Starry Eyes Movie Review
Written by Simret Cheema-Innis aka Wickergirl
Released by Dark Sky Films
Written and directed by Kevin Kolsch and Dennis Widmyer
2014, 98 minutes, Not Rated
Alex Essoe as Sarah
Amanda Fuller as Tracy
Noah Segan as Danny
Fabianne Therese as Erin
Shane Coffey as Poe
Natalie Castillo as Ashley
Pat Healy as Carl
If you need a guide to becoming a successful actor in Hollywood, then you'll find much to think about in Starry Eyes, a dark film about movie life in Los Angeles.
Created by writer director duo Kevin Kolsch and Dennis Widmye, the film was funded via Kickstarter, cost $52,000 and was shot in just 18 days.
Starry Eyes looks like a fly on the wall documentary, a reflection no doubt of its meager budget, as it follows the dreams of a group of hopeful actors. Protagonist Sarah (Alex Essoe) finds it particularly difficult to live with her fellow actor friends. Coping with a stream of audition rejections makes the sun, sea and pool miserable places, reminders of failure rather than symbols of success.
Sarah's luck seems to turn when she is offered a role by leading film company, Astraeus Pictures. But the terms of her contract suggest a Faustian pact. And Astraeus Pictures is the cover for a mysterious cult.
The picture has one main flaw, the depiction of the cult. It doesn't match the satanic cults seen in many other movies, Rosemary's Baby and House of the Devil among them. It isn't entirely clear what the aims of the cult are. Having secured her soul, what happens next? To be fair it's a fault shared by similar movies. It seems a lot of trouble to secure one poor lost soul.
The real horror in Starry Eyes is Sarah's frustration at having to work at Big Tatas restaurant and possibly spending the rest of her days never making it as an actor. Add to that the aggravation of living with the most nauseating and pretentious group of friends you could ever imagine. As Jean-Paul Satre said, "Hell is other people".
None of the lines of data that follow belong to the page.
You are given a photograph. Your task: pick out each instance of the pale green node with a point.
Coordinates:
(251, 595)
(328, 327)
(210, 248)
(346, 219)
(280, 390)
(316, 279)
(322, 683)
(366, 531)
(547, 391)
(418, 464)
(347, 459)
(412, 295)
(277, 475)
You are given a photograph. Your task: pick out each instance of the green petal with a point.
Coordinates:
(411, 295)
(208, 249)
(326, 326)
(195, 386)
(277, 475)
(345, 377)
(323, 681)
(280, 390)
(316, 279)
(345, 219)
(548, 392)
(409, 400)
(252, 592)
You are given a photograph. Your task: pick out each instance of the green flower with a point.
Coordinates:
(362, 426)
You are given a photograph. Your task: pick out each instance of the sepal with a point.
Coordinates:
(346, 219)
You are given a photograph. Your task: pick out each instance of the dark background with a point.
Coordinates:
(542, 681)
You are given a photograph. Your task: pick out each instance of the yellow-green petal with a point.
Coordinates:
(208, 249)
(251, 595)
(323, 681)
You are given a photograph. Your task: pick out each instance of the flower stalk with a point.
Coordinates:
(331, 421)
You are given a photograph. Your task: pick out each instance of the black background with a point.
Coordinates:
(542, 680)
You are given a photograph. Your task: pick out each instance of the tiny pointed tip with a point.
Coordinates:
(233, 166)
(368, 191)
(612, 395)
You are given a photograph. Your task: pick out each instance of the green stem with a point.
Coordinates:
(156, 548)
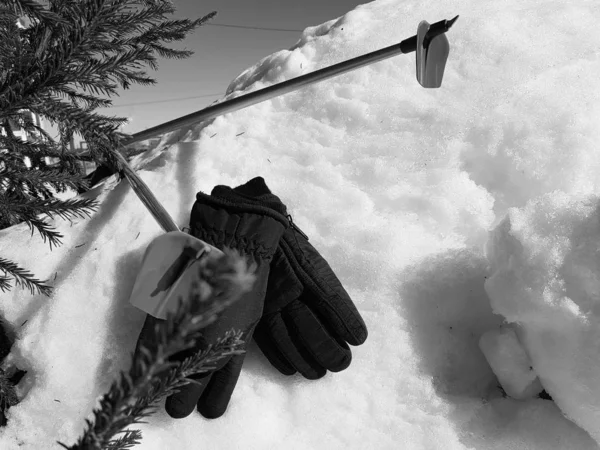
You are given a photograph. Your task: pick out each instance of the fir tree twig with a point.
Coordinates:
(152, 375)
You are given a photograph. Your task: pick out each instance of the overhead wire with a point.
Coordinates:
(205, 95)
(250, 28)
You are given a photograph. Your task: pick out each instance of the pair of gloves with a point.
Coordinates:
(298, 312)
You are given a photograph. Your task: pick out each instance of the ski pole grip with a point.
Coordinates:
(149, 200)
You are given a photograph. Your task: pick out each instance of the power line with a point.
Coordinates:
(166, 101)
(251, 28)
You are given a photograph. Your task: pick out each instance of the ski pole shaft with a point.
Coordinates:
(406, 46)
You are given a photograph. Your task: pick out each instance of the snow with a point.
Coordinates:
(399, 187)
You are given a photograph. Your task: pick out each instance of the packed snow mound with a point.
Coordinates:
(545, 276)
(396, 185)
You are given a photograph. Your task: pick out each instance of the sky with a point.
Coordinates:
(463, 222)
(220, 54)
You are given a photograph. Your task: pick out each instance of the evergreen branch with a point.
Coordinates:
(37, 179)
(90, 101)
(151, 375)
(23, 278)
(65, 209)
(35, 10)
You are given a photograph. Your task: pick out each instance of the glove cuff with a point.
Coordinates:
(248, 218)
(253, 192)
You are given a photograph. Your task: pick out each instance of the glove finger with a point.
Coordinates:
(308, 330)
(213, 403)
(270, 350)
(182, 404)
(330, 300)
(297, 356)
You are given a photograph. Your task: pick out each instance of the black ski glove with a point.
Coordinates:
(308, 317)
(253, 225)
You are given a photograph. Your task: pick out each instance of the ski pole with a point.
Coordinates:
(431, 47)
(427, 68)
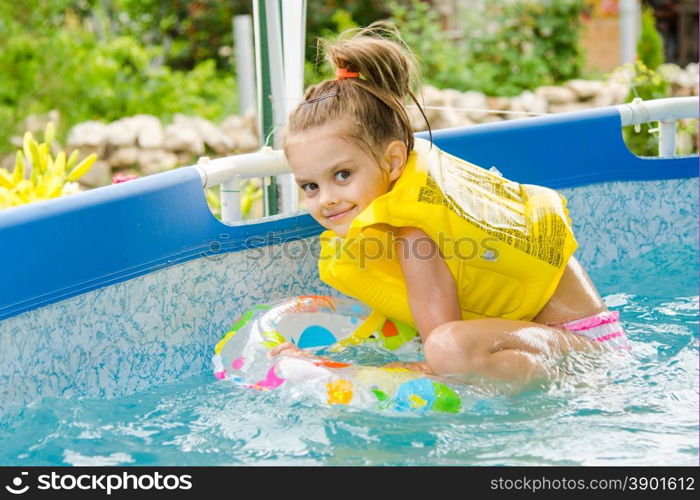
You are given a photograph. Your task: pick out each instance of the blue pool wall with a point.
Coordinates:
(127, 286)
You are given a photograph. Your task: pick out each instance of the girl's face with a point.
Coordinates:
(338, 178)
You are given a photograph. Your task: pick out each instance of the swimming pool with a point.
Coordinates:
(108, 327)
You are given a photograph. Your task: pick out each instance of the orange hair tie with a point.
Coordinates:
(341, 73)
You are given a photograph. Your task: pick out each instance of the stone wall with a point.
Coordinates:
(142, 145)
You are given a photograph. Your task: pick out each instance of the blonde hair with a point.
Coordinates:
(371, 107)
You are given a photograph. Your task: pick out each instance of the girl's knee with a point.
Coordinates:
(450, 348)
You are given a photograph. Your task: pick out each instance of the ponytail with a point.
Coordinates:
(371, 106)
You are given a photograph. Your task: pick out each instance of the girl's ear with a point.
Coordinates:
(395, 156)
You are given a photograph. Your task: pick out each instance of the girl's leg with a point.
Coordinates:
(509, 350)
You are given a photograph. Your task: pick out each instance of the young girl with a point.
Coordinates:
(502, 312)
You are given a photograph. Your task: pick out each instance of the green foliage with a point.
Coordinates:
(66, 67)
(645, 83)
(650, 47)
(503, 48)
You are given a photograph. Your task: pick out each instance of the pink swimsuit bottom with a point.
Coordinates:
(603, 327)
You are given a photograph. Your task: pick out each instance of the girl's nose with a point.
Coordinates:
(328, 198)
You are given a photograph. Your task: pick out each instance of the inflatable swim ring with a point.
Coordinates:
(328, 324)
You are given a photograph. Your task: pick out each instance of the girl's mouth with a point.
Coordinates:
(339, 215)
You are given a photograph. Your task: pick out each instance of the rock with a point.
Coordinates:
(556, 95)
(100, 174)
(528, 102)
(246, 141)
(124, 157)
(150, 132)
(569, 106)
(491, 118)
(219, 142)
(153, 161)
(450, 118)
(584, 89)
(619, 91)
(684, 143)
(91, 133)
(183, 137)
(475, 102)
(232, 123)
(36, 123)
(450, 97)
(122, 132)
(432, 96)
(213, 137)
(498, 103)
(606, 97)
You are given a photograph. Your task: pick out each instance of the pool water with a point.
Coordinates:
(612, 409)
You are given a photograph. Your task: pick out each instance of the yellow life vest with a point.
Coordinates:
(506, 244)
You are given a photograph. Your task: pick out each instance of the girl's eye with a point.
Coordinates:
(343, 175)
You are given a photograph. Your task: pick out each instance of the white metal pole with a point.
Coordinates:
(294, 35)
(276, 68)
(667, 138)
(245, 62)
(629, 30)
(231, 201)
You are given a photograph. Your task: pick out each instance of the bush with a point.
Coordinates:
(504, 47)
(67, 68)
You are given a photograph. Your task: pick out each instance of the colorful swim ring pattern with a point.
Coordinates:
(323, 323)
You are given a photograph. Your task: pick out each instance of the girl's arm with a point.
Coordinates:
(432, 291)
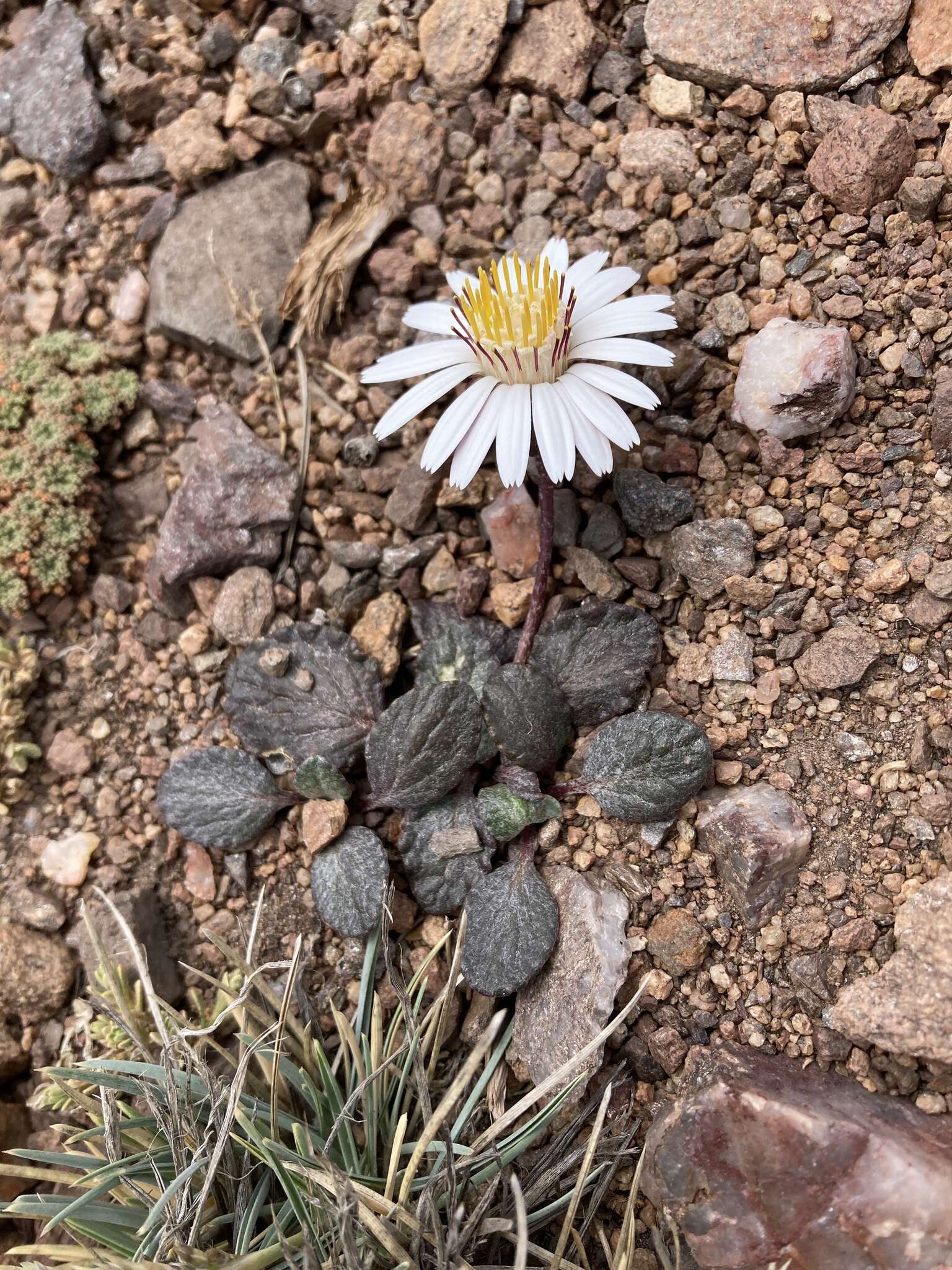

More familiar horror does make its way into the story and Starry Eyes becomes a blood bath of a slasher movie. Supernatural elements come and go. There's a touch of vampire symbolism. And Sarah's strange metamorphosis as she begins to change into something inhuman. What it all means is not clear but that didn't stop me enjoying the movie.
Starry Eyes is a good film. The characters can be annoying but it provides a realistic view of the friendships and struggles that wannabe actors endure. It's also a grim warning about a special kind of devil that can only be found in the dispiriting audition rooms of the City of Angels.